This project reproduces the bioinformatic analysis from the publication "The type 1 diabetes gene TYK2 regulates β-cell development and its responses to interferon-α" by Chandra et al. (Nature Communications, 2022). The analysis focuses on RNA-seq data from wild-type versus TYK2 knockout cells at the S5 endocrine progenitor stage to understand TYK2's role in pancreatic beta-cell development.
rnaseq-project/
│
|-- data/ # Input data files
│ ├── final_counts.tsv # Raw count matrix
│ └── geneIDs.txt # Gene ID to symbol mapping
│
├── envs/ # Conda environment files
│ └── base_env.yml # Environment specification
│
├── modules/ # Nextflow modules
│ └── align/
│ └── concatenate/
│ └── fastqc/
│ └── index/
│ └── multiqc/
│ └── parse/
│ └── verse/
│
├── results/ # Analysis outputs
│ ├── significant_genenames_for_DAVID_*.txt # Gene lists for enrichment
│ ├── FGSEA_C2_results.tsv # FGSEA pathway results
│ ├── Reactome_Pathways_2024_table.txt # Reactome enrichment results
│ └── *.png # Generated figures
│
├── scripts/ # Analysis scripts
│ └── MainAnalysis.Rmd # Main analysis R Markdown file
│ └── concatenate_counts.py # Concatenate VERSE .exon.txt count files into a gene-by-sample matrix
│ └── parseGTF.py # Parse GTF files for gene ID and name
│
├── workflows/ # Nextflow workflows
│ ├── main.nf # Main Nextflow pipeline
│ └── nextflow.config # Nextflow configuration
│
├── RNAseq_Project_Report.pdf # Compiled PDF report
│
└── README.md
- Differential Expression: Identified 1,116 significant differentially expressed genes (48 upregulated, 100 downregulated with |log2FC| ≥ 1)
- Pathway Enrichment: TYK2 knockout affects extracellular matrix organization and beta-cell development pathways
- Quality Control: High-quality RNA-seq data with >92% alignment rates and clear separation in PCA
- Comparison to Original Study: Similar biological conclusions despite methodological differences in gene counts
- FastQC and MultiQC for read quality assessment
- STAR alignment to GRCh38 reference genome
- VERSE for gene-level quantification
- CPM filtering (≥1 CPM in ≥3 samples)
- DESeq2 for normalization and statistical testing
- Thresholds: padj < 0.05, |log2FC| ≥ 1
- Volcano plot visualization
- Enrichr/Reactome: Over-representation analysis of significant DEGs
- FGSEA: Gene set enrichment analysis using ranked genes
- Both methods using C2 canonical pathways from MSigDB
- PCA and sample distance heatmaps
- Biological replicate consistency evaluation
- R 4.4.3 with Bioconductor packages
- DESeq2 1.50.0 (differential expression)

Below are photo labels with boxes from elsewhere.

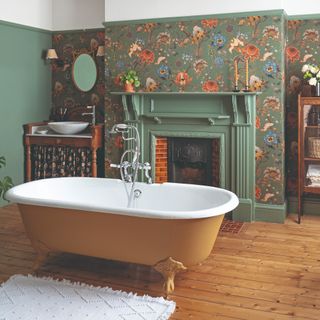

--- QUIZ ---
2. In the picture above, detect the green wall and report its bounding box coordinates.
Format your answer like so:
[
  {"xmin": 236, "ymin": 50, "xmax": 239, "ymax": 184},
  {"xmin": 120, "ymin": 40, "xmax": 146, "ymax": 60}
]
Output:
[{"xmin": 0, "ymin": 21, "xmax": 52, "ymax": 206}]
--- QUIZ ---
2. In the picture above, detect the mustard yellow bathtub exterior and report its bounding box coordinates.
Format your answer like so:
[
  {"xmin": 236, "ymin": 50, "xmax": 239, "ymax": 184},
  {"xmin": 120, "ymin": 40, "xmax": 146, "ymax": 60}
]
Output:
[
  {"xmin": 6, "ymin": 178, "xmax": 239, "ymax": 294},
  {"xmin": 19, "ymin": 204, "xmax": 224, "ymax": 267}
]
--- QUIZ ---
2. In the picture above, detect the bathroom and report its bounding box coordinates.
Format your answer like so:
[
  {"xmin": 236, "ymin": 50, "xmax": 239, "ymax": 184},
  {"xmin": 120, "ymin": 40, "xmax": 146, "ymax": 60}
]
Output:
[{"xmin": 0, "ymin": 0, "xmax": 320, "ymax": 316}]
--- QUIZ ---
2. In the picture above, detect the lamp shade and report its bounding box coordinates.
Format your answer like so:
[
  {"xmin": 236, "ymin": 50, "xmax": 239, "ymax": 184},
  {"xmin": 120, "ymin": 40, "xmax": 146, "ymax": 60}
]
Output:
[
  {"xmin": 46, "ymin": 49, "xmax": 58, "ymax": 60},
  {"xmin": 97, "ymin": 46, "xmax": 104, "ymax": 57}
]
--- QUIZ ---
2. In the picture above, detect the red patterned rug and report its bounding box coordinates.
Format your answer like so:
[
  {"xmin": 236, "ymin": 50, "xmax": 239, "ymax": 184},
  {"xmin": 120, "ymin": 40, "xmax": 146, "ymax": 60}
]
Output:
[{"xmin": 220, "ymin": 220, "xmax": 244, "ymax": 234}]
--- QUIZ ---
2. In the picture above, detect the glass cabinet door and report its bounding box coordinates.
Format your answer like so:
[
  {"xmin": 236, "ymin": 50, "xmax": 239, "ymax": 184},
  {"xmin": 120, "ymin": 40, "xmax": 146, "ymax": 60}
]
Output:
[{"xmin": 303, "ymin": 101, "xmax": 320, "ymax": 192}]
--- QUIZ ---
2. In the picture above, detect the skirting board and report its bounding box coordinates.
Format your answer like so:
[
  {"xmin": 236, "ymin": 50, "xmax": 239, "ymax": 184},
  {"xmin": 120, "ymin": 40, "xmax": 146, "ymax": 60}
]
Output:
[
  {"xmin": 232, "ymin": 199, "xmax": 287, "ymax": 223},
  {"xmin": 288, "ymin": 197, "xmax": 320, "ymax": 216},
  {"xmin": 255, "ymin": 202, "xmax": 287, "ymax": 223}
]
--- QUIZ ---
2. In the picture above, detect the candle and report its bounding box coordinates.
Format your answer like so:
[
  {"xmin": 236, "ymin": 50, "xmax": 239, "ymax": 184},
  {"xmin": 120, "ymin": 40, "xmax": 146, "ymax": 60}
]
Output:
[
  {"xmin": 234, "ymin": 60, "xmax": 239, "ymax": 87},
  {"xmin": 245, "ymin": 58, "xmax": 249, "ymax": 90}
]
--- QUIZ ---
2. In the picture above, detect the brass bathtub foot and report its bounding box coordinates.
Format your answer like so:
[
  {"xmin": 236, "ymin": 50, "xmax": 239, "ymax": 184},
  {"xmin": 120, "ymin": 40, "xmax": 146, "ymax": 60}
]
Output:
[
  {"xmin": 32, "ymin": 241, "xmax": 50, "ymax": 272},
  {"xmin": 153, "ymin": 257, "xmax": 187, "ymax": 296},
  {"xmin": 32, "ymin": 252, "xmax": 49, "ymax": 271}
]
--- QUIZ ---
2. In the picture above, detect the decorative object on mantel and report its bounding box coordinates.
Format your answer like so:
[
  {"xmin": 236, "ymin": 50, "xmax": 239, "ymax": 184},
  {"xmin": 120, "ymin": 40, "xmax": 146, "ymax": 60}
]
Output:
[
  {"xmin": 243, "ymin": 58, "xmax": 250, "ymax": 92},
  {"xmin": 0, "ymin": 275, "xmax": 176, "ymax": 320},
  {"xmin": 120, "ymin": 70, "xmax": 141, "ymax": 92},
  {"xmin": 232, "ymin": 58, "xmax": 240, "ymax": 92},
  {"xmin": 301, "ymin": 64, "xmax": 320, "ymax": 97}
]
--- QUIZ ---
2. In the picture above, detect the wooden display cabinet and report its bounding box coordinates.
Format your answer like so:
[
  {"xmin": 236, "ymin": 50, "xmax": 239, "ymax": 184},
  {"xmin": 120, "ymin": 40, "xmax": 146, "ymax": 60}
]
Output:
[
  {"xmin": 23, "ymin": 122, "xmax": 103, "ymax": 181},
  {"xmin": 298, "ymin": 95, "xmax": 320, "ymax": 223}
]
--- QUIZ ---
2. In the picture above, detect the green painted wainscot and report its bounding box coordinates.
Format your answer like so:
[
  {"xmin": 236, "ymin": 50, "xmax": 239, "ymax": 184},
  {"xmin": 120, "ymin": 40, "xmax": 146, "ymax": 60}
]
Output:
[{"xmin": 111, "ymin": 92, "xmax": 285, "ymax": 222}]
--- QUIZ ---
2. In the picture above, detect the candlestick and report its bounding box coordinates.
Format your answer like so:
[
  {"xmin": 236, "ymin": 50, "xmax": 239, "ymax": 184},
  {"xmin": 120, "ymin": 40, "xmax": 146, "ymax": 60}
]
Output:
[
  {"xmin": 233, "ymin": 59, "xmax": 240, "ymax": 92},
  {"xmin": 243, "ymin": 58, "xmax": 249, "ymax": 91}
]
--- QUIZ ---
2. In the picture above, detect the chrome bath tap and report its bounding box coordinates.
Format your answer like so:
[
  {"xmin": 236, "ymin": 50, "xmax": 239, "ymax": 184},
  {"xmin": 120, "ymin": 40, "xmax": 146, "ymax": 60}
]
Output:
[
  {"xmin": 109, "ymin": 123, "xmax": 152, "ymax": 191},
  {"xmin": 81, "ymin": 106, "xmax": 96, "ymax": 126}
]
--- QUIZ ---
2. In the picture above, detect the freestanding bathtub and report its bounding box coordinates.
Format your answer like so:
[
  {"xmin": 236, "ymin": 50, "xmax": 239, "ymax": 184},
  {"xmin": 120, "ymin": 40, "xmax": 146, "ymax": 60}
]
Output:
[{"xmin": 6, "ymin": 177, "xmax": 238, "ymax": 294}]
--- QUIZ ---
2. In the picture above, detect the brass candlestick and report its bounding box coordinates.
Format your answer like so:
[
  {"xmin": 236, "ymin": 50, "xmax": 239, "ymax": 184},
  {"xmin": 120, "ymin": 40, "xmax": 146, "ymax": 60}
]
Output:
[
  {"xmin": 243, "ymin": 58, "xmax": 250, "ymax": 92},
  {"xmin": 233, "ymin": 59, "xmax": 240, "ymax": 92}
]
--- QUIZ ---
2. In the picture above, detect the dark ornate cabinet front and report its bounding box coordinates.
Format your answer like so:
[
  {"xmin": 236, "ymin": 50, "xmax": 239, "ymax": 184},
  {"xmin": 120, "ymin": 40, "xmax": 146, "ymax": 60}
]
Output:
[
  {"xmin": 23, "ymin": 122, "xmax": 103, "ymax": 181},
  {"xmin": 298, "ymin": 95, "xmax": 320, "ymax": 223}
]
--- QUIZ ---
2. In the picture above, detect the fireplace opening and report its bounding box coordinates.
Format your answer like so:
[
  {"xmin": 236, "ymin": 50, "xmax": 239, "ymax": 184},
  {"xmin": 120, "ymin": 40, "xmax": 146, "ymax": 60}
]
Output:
[{"xmin": 167, "ymin": 137, "xmax": 220, "ymax": 186}]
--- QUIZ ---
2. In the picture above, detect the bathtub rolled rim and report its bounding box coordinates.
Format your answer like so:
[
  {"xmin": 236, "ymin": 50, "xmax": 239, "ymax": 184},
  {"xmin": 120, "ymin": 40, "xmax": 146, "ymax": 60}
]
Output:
[{"xmin": 5, "ymin": 177, "xmax": 239, "ymax": 219}]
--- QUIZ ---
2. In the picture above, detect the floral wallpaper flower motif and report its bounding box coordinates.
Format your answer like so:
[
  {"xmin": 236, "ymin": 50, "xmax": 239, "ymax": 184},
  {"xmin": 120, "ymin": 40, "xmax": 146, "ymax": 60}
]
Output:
[{"xmin": 105, "ymin": 12, "xmax": 286, "ymax": 204}]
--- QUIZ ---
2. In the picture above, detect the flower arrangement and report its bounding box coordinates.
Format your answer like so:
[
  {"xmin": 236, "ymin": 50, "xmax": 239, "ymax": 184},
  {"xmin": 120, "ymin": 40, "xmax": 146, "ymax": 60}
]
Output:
[
  {"xmin": 301, "ymin": 64, "xmax": 320, "ymax": 86},
  {"xmin": 120, "ymin": 70, "xmax": 141, "ymax": 88}
]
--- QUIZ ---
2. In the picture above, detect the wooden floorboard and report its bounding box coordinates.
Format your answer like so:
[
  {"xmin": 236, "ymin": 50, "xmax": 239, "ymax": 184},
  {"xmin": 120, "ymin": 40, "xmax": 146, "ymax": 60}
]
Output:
[{"xmin": 0, "ymin": 205, "xmax": 320, "ymax": 320}]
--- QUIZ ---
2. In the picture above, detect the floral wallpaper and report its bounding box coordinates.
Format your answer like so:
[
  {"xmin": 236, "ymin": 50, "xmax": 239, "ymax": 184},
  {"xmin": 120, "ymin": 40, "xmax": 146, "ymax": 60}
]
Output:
[
  {"xmin": 51, "ymin": 29, "xmax": 105, "ymax": 123},
  {"xmin": 105, "ymin": 12, "xmax": 285, "ymax": 204},
  {"xmin": 286, "ymin": 19, "xmax": 320, "ymax": 196}
]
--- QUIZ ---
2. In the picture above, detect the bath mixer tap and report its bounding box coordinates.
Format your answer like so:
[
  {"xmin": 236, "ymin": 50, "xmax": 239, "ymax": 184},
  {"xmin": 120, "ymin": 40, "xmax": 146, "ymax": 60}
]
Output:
[
  {"xmin": 109, "ymin": 123, "xmax": 152, "ymax": 207},
  {"xmin": 142, "ymin": 162, "xmax": 152, "ymax": 184},
  {"xmin": 81, "ymin": 106, "xmax": 96, "ymax": 126}
]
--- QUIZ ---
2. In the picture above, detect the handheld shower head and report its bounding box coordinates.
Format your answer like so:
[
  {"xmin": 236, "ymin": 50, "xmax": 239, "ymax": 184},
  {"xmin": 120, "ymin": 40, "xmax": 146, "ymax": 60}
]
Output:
[{"xmin": 109, "ymin": 123, "xmax": 129, "ymax": 133}]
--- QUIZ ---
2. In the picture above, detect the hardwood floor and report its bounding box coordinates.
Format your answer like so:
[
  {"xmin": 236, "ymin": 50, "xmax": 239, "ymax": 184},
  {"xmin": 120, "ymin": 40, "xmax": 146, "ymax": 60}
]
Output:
[{"xmin": 0, "ymin": 205, "xmax": 320, "ymax": 320}]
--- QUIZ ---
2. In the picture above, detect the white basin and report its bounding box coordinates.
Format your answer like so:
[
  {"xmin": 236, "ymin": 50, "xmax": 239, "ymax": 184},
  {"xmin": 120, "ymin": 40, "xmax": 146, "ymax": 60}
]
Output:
[{"xmin": 48, "ymin": 121, "xmax": 89, "ymax": 134}]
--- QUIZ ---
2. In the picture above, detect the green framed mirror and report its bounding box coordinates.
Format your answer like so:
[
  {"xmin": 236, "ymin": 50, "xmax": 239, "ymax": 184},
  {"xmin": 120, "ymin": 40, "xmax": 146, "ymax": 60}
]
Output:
[{"xmin": 72, "ymin": 53, "xmax": 98, "ymax": 92}]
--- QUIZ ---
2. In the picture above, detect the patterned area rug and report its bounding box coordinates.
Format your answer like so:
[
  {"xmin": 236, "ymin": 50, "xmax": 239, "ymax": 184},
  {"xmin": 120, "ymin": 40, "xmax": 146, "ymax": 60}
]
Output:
[
  {"xmin": 220, "ymin": 219, "xmax": 244, "ymax": 234},
  {"xmin": 0, "ymin": 275, "xmax": 175, "ymax": 320}
]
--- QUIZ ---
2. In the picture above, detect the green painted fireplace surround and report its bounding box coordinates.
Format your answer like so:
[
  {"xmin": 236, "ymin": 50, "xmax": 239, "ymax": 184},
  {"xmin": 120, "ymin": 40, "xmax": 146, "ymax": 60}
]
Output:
[{"xmin": 111, "ymin": 92, "xmax": 266, "ymax": 221}]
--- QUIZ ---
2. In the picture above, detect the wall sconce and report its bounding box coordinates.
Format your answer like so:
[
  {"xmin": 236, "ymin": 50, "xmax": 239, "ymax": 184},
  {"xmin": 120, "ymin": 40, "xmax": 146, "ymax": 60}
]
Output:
[
  {"xmin": 46, "ymin": 49, "xmax": 64, "ymax": 67},
  {"xmin": 96, "ymin": 46, "xmax": 104, "ymax": 57}
]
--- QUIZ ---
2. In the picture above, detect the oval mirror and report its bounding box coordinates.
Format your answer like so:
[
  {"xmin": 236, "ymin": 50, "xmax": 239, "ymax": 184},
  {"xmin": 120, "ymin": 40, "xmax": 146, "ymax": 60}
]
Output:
[{"xmin": 72, "ymin": 53, "xmax": 97, "ymax": 92}]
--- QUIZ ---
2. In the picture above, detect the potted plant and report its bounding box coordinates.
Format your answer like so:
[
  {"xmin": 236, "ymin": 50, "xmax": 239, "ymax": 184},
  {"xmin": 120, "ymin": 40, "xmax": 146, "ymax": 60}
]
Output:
[
  {"xmin": 120, "ymin": 70, "xmax": 140, "ymax": 92},
  {"xmin": 0, "ymin": 156, "xmax": 13, "ymax": 200}
]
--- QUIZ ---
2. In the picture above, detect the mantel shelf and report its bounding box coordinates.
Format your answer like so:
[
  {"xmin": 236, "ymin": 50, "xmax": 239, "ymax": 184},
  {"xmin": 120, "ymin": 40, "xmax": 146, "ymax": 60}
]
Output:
[{"xmin": 110, "ymin": 91, "xmax": 261, "ymax": 96}]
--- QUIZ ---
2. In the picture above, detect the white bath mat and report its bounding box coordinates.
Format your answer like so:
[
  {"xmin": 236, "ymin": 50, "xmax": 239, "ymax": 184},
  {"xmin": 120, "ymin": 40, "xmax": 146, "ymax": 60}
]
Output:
[{"xmin": 0, "ymin": 275, "xmax": 175, "ymax": 320}]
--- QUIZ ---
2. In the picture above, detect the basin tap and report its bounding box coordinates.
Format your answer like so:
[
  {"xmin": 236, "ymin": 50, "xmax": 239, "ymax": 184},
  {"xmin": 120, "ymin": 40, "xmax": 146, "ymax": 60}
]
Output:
[
  {"xmin": 120, "ymin": 161, "xmax": 132, "ymax": 182},
  {"xmin": 143, "ymin": 162, "xmax": 152, "ymax": 184},
  {"xmin": 110, "ymin": 161, "xmax": 132, "ymax": 182},
  {"xmin": 81, "ymin": 106, "xmax": 96, "ymax": 126}
]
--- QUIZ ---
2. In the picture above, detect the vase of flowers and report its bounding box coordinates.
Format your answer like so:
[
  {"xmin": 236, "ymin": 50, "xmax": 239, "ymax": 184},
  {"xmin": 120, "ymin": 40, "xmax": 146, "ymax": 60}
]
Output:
[
  {"xmin": 301, "ymin": 64, "xmax": 320, "ymax": 97},
  {"xmin": 120, "ymin": 70, "xmax": 140, "ymax": 92}
]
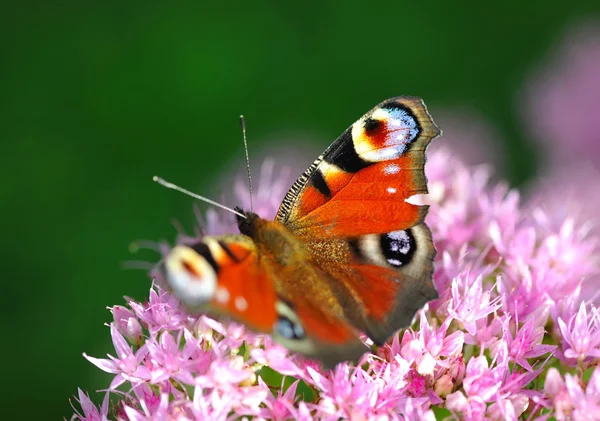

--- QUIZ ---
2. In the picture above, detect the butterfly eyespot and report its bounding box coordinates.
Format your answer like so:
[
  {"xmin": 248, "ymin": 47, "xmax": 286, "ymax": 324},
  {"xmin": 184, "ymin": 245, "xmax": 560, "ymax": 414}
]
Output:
[
  {"xmin": 379, "ymin": 230, "xmax": 416, "ymax": 267},
  {"xmin": 165, "ymin": 243, "xmax": 218, "ymax": 307},
  {"xmin": 273, "ymin": 316, "xmax": 306, "ymax": 340},
  {"xmin": 383, "ymin": 164, "xmax": 400, "ymax": 175},
  {"xmin": 365, "ymin": 117, "xmax": 383, "ymax": 135},
  {"xmin": 352, "ymin": 105, "xmax": 421, "ymax": 162}
]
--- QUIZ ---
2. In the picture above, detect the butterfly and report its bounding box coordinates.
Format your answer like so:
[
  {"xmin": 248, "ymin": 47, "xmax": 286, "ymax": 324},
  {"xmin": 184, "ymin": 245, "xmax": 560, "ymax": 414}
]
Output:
[{"xmin": 164, "ymin": 96, "xmax": 440, "ymax": 367}]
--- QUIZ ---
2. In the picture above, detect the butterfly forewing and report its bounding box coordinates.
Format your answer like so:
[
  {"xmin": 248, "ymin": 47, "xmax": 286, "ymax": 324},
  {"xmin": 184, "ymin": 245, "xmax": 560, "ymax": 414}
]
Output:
[{"xmin": 165, "ymin": 97, "xmax": 439, "ymax": 367}]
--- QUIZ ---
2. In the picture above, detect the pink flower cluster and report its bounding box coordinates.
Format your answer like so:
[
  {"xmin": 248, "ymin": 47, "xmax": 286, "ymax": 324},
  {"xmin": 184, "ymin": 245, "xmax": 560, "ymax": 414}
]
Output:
[{"xmin": 73, "ymin": 144, "xmax": 600, "ymax": 421}]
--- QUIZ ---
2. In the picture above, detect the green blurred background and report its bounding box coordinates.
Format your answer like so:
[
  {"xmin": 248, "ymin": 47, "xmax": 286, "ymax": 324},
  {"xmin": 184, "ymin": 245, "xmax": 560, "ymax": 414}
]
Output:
[{"xmin": 0, "ymin": 0, "xmax": 600, "ymax": 419}]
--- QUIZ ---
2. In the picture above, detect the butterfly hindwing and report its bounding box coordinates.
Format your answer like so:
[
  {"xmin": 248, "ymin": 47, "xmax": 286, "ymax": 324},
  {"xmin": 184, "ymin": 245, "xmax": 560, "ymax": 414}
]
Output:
[
  {"xmin": 306, "ymin": 223, "xmax": 438, "ymax": 345},
  {"xmin": 164, "ymin": 97, "xmax": 440, "ymax": 367}
]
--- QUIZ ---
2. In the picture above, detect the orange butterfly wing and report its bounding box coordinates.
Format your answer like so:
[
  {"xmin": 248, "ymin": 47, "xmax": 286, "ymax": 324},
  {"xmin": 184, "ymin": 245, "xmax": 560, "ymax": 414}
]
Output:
[
  {"xmin": 276, "ymin": 97, "xmax": 440, "ymax": 238},
  {"xmin": 165, "ymin": 97, "xmax": 439, "ymax": 366},
  {"xmin": 165, "ymin": 235, "xmax": 367, "ymax": 367},
  {"xmin": 277, "ymin": 97, "xmax": 440, "ymax": 344}
]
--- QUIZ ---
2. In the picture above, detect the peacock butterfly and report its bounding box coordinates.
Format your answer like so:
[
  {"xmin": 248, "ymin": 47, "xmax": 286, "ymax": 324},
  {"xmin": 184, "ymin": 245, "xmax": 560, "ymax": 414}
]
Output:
[{"xmin": 159, "ymin": 96, "xmax": 440, "ymax": 367}]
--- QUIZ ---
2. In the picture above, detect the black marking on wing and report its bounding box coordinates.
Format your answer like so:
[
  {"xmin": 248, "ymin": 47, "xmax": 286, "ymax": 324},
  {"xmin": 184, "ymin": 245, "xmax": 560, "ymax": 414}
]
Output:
[
  {"xmin": 310, "ymin": 170, "xmax": 331, "ymax": 198},
  {"xmin": 381, "ymin": 99, "xmax": 423, "ymax": 154},
  {"xmin": 348, "ymin": 238, "xmax": 363, "ymax": 259},
  {"xmin": 190, "ymin": 242, "xmax": 219, "ymax": 273},
  {"xmin": 379, "ymin": 229, "xmax": 417, "ymax": 267},
  {"xmin": 325, "ymin": 126, "xmax": 373, "ymax": 173},
  {"xmin": 364, "ymin": 117, "xmax": 381, "ymax": 134}
]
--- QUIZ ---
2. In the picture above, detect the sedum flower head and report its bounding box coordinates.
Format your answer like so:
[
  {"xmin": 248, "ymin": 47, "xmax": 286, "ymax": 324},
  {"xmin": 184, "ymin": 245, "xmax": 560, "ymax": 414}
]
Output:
[{"xmin": 73, "ymin": 148, "xmax": 600, "ymax": 420}]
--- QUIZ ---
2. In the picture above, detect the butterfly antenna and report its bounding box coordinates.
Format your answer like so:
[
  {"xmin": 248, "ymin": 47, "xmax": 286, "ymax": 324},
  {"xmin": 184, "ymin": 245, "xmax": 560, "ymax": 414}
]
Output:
[
  {"xmin": 152, "ymin": 175, "xmax": 246, "ymax": 219},
  {"xmin": 240, "ymin": 115, "xmax": 254, "ymax": 211}
]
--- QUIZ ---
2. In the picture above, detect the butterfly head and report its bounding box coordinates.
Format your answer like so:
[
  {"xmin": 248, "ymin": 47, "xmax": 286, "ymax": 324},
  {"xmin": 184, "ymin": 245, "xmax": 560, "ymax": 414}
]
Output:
[{"xmin": 235, "ymin": 207, "xmax": 262, "ymax": 238}]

- FGSEA 1.32.4 (pathway enrichment)
- ggplot2 3.5.1 (visualization)
- FastQC 0.12.1 (quality control)
- STAR 2.7.11b (alignment)
- VERSE 0.1.5 (read counting)
To reproduce the analysis:
- Ensure all required R packages are installed
- Run the
Project2Report.Rmdscript in RStudio - The analysis will generate all figures and results in the
results/directory
The analysis confirms TYK2's critical role in regulating:
- Extracellular matrix organization pathways
- Beta-cell developmental transcription factors (NEUROG3, NKX2-2, INSM1)
- Cell signaling and motility pathways
These findings provide mechanistic insights into how TYK2 genetic variants may contribute to Type 1 Diabetes risk by disrupting beta-cell development.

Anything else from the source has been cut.